Is the juice worth the squeeze?

It’s a question that often gets asked in our investment meetings and one that should have added emphasis in 2019. Do the potential returns justify the risks? It’s the most fundamental investment question. With the U.S. Federal Reserve (Fed) now comfortably ensconced in a quarterly rate hike groove, the risks are getting larger. It’s not hard to feel that the last return drops are being extracted.

There are no easy choices. Cash returns are low everywhere, the U.S. equity market is overvalued, credit spreads are narrow and profit expectations are dangerously optimistic. Government bond yields are under threat from late cycle inflation pressures.

It’s a challenging environment for managing portfolios. We know the long-term return outlook is poor, so we need to make the most of opportunities. But it’s unwise to think that we can time the market well enough to get out at the top.

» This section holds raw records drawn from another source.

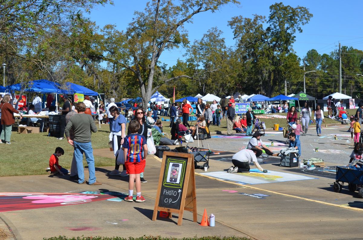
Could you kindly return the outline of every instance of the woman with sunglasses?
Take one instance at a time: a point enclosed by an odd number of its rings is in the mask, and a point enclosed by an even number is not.
[[[146,120],[145,118],[145,113],[144,110],[140,108],[136,109],[135,110],[135,115],[134,116],[134,120],[136,120],[140,124],[140,128],[138,131],[138,133],[140,135],[142,135],[145,137],[146,139],[147,138],[147,124],[146,124]],[[127,130],[127,135],[130,135],[132,133],[129,132],[128,129]],[[150,132],[150,135],[151,135],[151,132]],[[146,183],[147,181],[144,178],[144,173],[141,173],[140,174],[140,178],[141,181],[141,182]]]

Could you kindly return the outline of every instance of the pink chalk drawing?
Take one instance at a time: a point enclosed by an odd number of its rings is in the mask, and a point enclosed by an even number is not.
[[[237,193],[238,192],[238,191],[234,191],[233,190],[222,190],[222,191],[223,192],[228,192],[228,193]]]
[[[24,197],[25,199],[36,199],[32,201],[33,203],[60,203],[61,204],[72,204],[74,203],[87,202],[90,202],[90,199],[97,198],[97,196],[89,196],[74,194],[72,195],[53,195],[48,196],[30,196]]]

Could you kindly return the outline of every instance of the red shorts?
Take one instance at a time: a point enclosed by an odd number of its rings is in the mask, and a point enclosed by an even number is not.
[[[142,160],[139,162],[131,162],[128,161],[125,162],[126,173],[127,174],[139,174],[143,172],[146,162],[144,160]]]

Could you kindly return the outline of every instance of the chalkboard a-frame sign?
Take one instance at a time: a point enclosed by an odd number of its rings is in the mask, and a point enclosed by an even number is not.
[[[164,152],[163,155],[159,185],[152,215],[155,221],[158,211],[179,214],[178,225],[182,225],[184,210],[193,212],[197,222],[194,158],[192,154]]]

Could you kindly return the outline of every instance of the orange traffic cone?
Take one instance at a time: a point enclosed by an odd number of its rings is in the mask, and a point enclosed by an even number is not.
[[[209,222],[208,221],[208,218],[207,217],[207,210],[204,208],[204,212],[203,214],[203,217],[202,218],[202,221],[200,222],[201,226],[209,226]]]

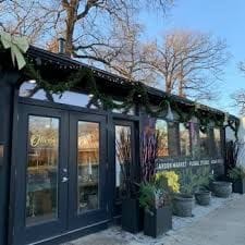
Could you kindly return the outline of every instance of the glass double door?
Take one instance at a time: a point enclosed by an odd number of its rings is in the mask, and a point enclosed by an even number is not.
[[[106,220],[105,117],[25,105],[19,113],[13,244]]]

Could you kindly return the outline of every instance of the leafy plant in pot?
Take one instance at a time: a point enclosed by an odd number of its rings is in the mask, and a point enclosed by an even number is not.
[[[119,194],[122,201],[122,229],[137,233],[143,230],[143,210],[138,203],[138,185],[134,182],[131,156],[131,138],[125,127],[118,132],[115,138],[117,162],[120,164],[121,176]]]
[[[145,210],[145,235],[157,237],[172,229],[172,209],[164,189],[158,188],[155,183],[142,184],[139,204]]]
[[[213,180],[213,175],[209,171],[209,169],[199,169],[199,171],[197,172],[198,179],[195,182],[195,199],[196,203],[200,206],[208,206],[211,200],[211,192],[209,189],[209,185]]]
[[[188,171],[188,176],[192,176],[189,174]],[[192,217],[194,206],[193,182],[182,184],[180,191],[181,192],[176,192],[172,198],[173,213],[179,217]]]
[[[233,182],[233,192],[244,194],[245,193],[245,168],[243,166],[234,167],[228,171],[228,176]]]

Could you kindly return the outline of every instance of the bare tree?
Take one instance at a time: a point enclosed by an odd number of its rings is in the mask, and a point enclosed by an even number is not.
[[[156,83],[152,68],[144,62],[150,54],[148,46],[140,42],[143,27],[134,22],[121,23],[117,26],[114,41],[121,46],[120,52],[108,66],[128,81],[140,81],[151,86]]]
[[[137,25],[136,15],[146,8],[166,13],[173,2],[174,0],[12,0],[0,3],[3,8],[0,23],[11,33],[29,36],[34,44],[48,42],[49,48],[54,47],[58,36],[62,36],[66,40],[68,56],[110,66],[125,47],[114,35],[115,27]]]
[[[240,89],[231,95],[234,107],[238,108],[241,114],[245,114],[245,89]]]
[[[212,99],[229,60],[224,40],[192,30],[173,30],[155,44],[149,62],[164,81],[166,91],[193,99]]]
[[[245,74],[245,62],[242,61],[238,64],[238,70],[242,74]],[[231,95],[232,100],[234,101],[233,107],[238,108],[241,114],[245,114],[245,89],[237,89]]]

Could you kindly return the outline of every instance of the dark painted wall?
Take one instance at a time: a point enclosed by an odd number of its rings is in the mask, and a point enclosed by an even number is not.
[[[13,82],[15,76],[0,71],[0,144],[3,145],[3,157],[0,156],[0,245],[7,245],[10,186],[10,152],[12,131]]]

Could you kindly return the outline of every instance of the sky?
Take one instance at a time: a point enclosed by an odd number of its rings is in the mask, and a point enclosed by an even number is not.
[[[194,29],[224,38],[232,58],[225,66],[221,98],[210,106],[238,113],[230,95],[245,88],[245,75],[237,69],[238,62],[245,61],[245,0],[176,0],[164,19],[159,13],[149,12],[144,12],[140,19],[146,35],[151,38],[173,28]]]

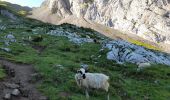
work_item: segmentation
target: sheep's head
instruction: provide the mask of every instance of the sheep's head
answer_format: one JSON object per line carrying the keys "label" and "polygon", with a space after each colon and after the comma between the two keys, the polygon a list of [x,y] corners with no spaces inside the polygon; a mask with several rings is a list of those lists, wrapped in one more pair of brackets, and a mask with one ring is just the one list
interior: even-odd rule
{"label": "sheep's head", "polygon": [[79,76],[81,77],[80,79],[85,79],[86,78],[86,74],[85,74],[85,69],[81,68],[80,70],[77,71],[77,74],[79,74]]}

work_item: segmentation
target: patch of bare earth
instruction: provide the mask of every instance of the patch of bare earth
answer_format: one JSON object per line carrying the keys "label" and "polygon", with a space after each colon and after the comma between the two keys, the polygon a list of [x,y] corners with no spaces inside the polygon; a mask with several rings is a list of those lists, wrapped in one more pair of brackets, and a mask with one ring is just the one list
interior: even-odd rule
{"label": "patch of bare earth", "polygon": [[36,89],[32,79],[36,75],[32,65],[12,63],[0,59],[7,77],[0,81],[0,100],[47,100]]}

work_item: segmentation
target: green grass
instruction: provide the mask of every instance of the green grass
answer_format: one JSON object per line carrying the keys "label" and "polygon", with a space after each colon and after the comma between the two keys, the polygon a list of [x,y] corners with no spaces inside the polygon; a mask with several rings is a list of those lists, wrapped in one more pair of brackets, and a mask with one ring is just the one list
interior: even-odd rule
{"label": "green grass", "polygon": [[[85,43],[78,46],[65,37],[43,34],[42,42],[27,43],[24,46],[22,37],[28,34],[14,35],[18,42],[10,46],[12,52],[1,51],[0,54],[15,62],[33,64],[42,77],[37,88],[50,100],[85,100],[84,90],[78,88],[74,80],[81,63],[88,64],[90,72],[110,76],[111,100],[168,100],[170,97],[170,68],[167,66],[153,65],[137,72],[133,64],[119,65],[106,60],[107,50],[99,52],[100,44]],[[31,33],[29,35],[36,36]],[[46,48],[39,53],[32,45]],[[90,97],[92,100],[105,100],[106,94],[104,91],[91,90]]]}
{"label": "green grass", "polygon": [[[138,72],[134,64],[119,65],[107,60],[108,50],[100,52],[100,44],[76,45],[66,37],[46,35],[45,31],[40,32],[43,41],[35,43],[27,40],[29,36],[38,36],[31,31],[37,27],[47,28],[48,31],[63,27],[65,31],[76,32],[81,37],[88,35],[100,40],[101,35],[99,36],[91,29],[78,28],[70,24],[52,26],[32,19],[24,20],[24,23],[19,24],[25,25],[26,28],[7,28],[1,32],[0,39],[13,32],[17,42],[9,46],[11,52],[0,50],[0,56],[17,63],[32,64],[41,76],[37,88],[50,100],[85,100],[84,90],[78,88],[74,80],[76,70],[80,68],[81,63],[88,64],[90,72],[104,73],[110,77],[111,100],[169,100],[170,98],[170,68],[168,66],[153,65]],[[148,44],[134,40],[131,42],[157,50]],[[2,46],[3,43],[0,42],[0,47]],[[38,52],[33,46],[45,47],[45,49]],[[101,57],[98,57],[99,55]],[[2,69],[0,69],[0,79],[1,77],[5,77]],[[105,100],[106,93],[91,90],[90,98]]]}
{"label": "green grass", "polygon": [[2,69],[2,66],[0,65],[0,80],[4,79],[6,77],[4,69]]}

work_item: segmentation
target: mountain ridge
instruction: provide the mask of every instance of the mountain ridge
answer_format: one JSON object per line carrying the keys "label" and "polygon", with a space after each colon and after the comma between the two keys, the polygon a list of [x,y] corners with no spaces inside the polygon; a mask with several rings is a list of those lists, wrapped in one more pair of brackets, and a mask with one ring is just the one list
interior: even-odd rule
{"label": "mountain ridge", "polygon": [[[137,37],[136,40],[156,43],[155,45],[168,52],[169,10],[167,0],[45,0],[40,8],[33,10],[30,17],[53,24],[71,23],[90,27],[103,34],[114,34],[116,29],[127,34],[124,37]],[[44,18],[46,15],[48,17]],[[92,24],[86,24],[81,19]],[[93,27],[95,23],[107,26],[112,31],[102,32],[100,31],[102,26]]]}

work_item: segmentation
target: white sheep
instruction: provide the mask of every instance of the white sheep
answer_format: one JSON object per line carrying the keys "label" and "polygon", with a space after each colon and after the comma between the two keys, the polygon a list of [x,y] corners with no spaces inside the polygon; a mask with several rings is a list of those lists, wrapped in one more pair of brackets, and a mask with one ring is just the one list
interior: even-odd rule
{"label": "white sheep", "polygon": [[86,98],[89,99],[89,89],[102,89],[107,92],[107,99],[109,100],[109,76],[102,73],[85,73],[85,69],[81,68],[75,75],[77,85],[85,88]]}
{"label": "white sheep", "polygon": [[149,62],[145,62],[145,63],[137,63],[138,65],[138,71],[142,70],[143,68],[146,68],[146,67],[150,67],[151,64]]}

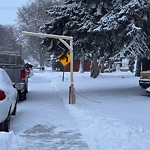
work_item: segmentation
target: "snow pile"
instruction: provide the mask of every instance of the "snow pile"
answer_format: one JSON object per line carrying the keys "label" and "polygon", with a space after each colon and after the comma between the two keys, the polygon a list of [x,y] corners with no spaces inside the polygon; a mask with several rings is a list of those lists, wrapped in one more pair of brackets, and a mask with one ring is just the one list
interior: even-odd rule
{"label": "snow pile", "polygon": [[13,131],[6,133],[0,132],[0,149],[1,150],[18,150],[17,144],[19,138],[16,137]]}

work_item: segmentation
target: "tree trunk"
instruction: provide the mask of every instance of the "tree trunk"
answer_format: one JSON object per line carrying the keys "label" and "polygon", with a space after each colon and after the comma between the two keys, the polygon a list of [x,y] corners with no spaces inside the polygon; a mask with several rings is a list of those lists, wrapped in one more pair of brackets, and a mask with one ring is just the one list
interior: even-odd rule
{"label": "tree trunk", "polygon": [[97,54],[93,54],[90,71],[91,71],[91,77],[97,78],[97,76],[99,75],[99,66],[98,66],[98,62],[97,62]]}

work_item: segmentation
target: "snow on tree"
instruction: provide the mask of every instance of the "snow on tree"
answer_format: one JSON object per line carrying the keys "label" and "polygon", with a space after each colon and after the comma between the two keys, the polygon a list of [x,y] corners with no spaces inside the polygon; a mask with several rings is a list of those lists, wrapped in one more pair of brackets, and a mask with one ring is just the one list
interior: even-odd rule
{"label": "snow on tree", "polygon": [[[47,10],[53,18],[42,28],[50,34],[74,37],[74,52],[110,57],[149,57],[150,2],[148,0],[66,0]],[[59,41],[46,39],[51,52],[61,52]],[[57,51],[56,51],[57,50]],[[97,62],[97,61],[95,61]]]}

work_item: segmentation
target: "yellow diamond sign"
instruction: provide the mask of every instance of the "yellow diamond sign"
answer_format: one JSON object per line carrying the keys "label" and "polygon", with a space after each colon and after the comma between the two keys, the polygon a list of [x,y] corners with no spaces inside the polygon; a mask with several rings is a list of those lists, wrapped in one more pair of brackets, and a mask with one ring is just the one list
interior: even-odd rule
{"label": "yellow diamond sign", "polygon": [[61,55],[57,56],[61,64],[65,67],[67,64],[70,63],[70,54],[69,53],[62,53]]}

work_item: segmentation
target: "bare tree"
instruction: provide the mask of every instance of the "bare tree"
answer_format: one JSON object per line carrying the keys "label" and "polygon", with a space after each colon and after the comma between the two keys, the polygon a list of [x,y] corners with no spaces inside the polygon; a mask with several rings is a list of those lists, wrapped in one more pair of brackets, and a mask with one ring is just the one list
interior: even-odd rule
{"label": "bare tree", "polygon": [[[50,16],[45,11],[53,5],[53,0],[35,0],[32,3],[18,9],[18,25],[20,31],[40,32],[40,28],[45,25]],[[32,55],[44,65],[42,39],[37,37],[24,37],[24,47],[27,57]]]}
{"label": "bare tree", "polygon": [[13,26],[0,26],[0,51],[21,51]]}

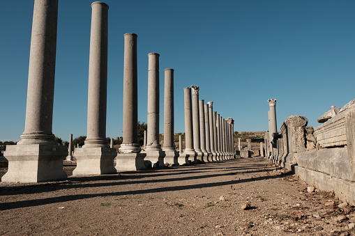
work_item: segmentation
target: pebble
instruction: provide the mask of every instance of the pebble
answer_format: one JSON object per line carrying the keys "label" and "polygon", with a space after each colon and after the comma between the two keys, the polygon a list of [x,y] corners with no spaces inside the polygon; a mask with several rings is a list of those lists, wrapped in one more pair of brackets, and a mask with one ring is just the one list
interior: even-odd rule
{"label": "pebble", "polygon": [[249,204],[249,203],[245,203],[241,204],[241,208],[243,210],[247,210],[249,207],[250,207],[250,204]]}
{"label": "pebble", "polygon": [[338,205],[338,207],[339,208],[345,208],[346,207],[347,207],[347,203],[340,203]]}
{"label": "pebble", "polygon": [[312,193],[315,191],[315,187],[314,186],[308,186],[307,187],[307,191],[308,193]]}

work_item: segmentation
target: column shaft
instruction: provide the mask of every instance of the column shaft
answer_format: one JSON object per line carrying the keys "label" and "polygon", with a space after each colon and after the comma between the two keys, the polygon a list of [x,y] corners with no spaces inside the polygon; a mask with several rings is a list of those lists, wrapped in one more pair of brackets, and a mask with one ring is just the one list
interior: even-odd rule
{"label": "column shaft", "polygon": [[193,149],[192,113],[190,88],[183,88],[183,97],[185,110],[185,152],[188,150],[195,151]]}
{"label": "column shaft", "polygon": [[126,33],[123,65],[123,139],[120,150],[123,153],[139,152],[137,38]]}
{"label": "column shaft", "polygon": [[107,15],[109,7],[91,4],[91,30],[89,62],[87,136],[85,145],[108,147],[106,143],[107,90]]}
{"label": "column shaft", "polygon": [[164,145],[174,150],[174,70],[165,70],[164,87]]}
{"label": "column shaft", "polygon": [[160,149],[159,144],[159,54],[148,54],[148,116],[146,149]]}
{"label": "column shaft", "polygon": [[54,143],[52,133],[58,0],[36,0],[24,132],[17,144]]}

The best response is to focus on the three essential aspects of portfolio management: (1) diversification, (2) implementation and (3) decision-making process. We believe investors need to maintain exposure to a wide range of return sources, have effective implementation that saves basis points, and use a dynamic process that leans out as risks accumulate.

Our cycle, value and sentiment (CVS) decision-making process for every investment decision asks:

  • Is the investment cheap or expensive?
  • Is the cycle a tailwind or a headwind?
  • Is market sentiment overconfident or over-pessimistic?

Our CVS process has served as a reasonable guide. We like cheap asset classes over expensive ones, but we have been prepared to hold expensive ones, like U.S. equities and credit, if the cycle is providing support. And sentiment has helped us take advantage of market corrections. We identified a good buy signal from our oversold contrarian sentiment indicators in February and we’re watching for another to develop in late 2018.

For 2019, our strategists think it is too early to become overtly defensive given that 2020 seems the recession danger zone for the United States. They are moderately bearish on government bonds as late-cycle inflation pressures emerge, more so outside of the U.S. given the low yields in the rest of the world.

The challenge is to make the most of late-cycle returns while preparing for the inevitable downturn. It means relying on a structured and disciplined process. Ultimately, it’s about assessing the value of the squeeze.